I'd appreciate any insights or suggestions to improve the optimization performance.


Solution

  • JAX code is Just-in-time (JIT) compiled, meaning that the long duration of the first step is likely related to compilation costs. The longer your code is, the more time it will take to compile.

    One common issue leading to long compile times is the use of Python control flow such as for loops. JAX's tracing machinery essentially flattens out these loops (see JAX Sharp Bits: Control Flow).
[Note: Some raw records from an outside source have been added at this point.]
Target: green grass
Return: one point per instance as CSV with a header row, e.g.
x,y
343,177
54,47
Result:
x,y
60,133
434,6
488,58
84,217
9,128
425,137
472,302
In your case, you loop over 4800 entries in your data structure, and thus are creating a very long and inefficient program.

    The typical solution in a case like this is to rewrite your program using jax.vmap. Like most JAX constructs, this works best with a struct-of-arrays pattern rather than the array-of-structs pattern used in your data. So the first step to using vmap is to restructure your data in a way that JAX can use; it might look something like this:

    itimes = jnp.arange(len(idc['times']))
    prf = jnp.array([idc['data'][i]['prf'] for i in itimes])
    errs = jnp.array([idc['data'][i]['errs'] for i in itimes])
    
    sprf = jax.vmap(model, in_axes=[None, None, 0, 0, 0])(fssc, fssh, itimes, rv, amp)
    chi2 = jnp.sum((oprf - sprf) / oprf_errs) ** 2) / len(times) / sprf.shape[1]
    

    This will not work directly: you'll also have to restructure the data used by your model function into the struct-of-arrays style, but hopefully this gives you the general idea.

    Note also that this assumes that every entry of idc['data'][i]['prf'] and idc['data'][i]['errs'] has the same shape. If that's not the case, then I'm afraid your problem is not particularly well-suited to JAX's SPMD programming model, and there's not an easy way to work around the need for long compilations.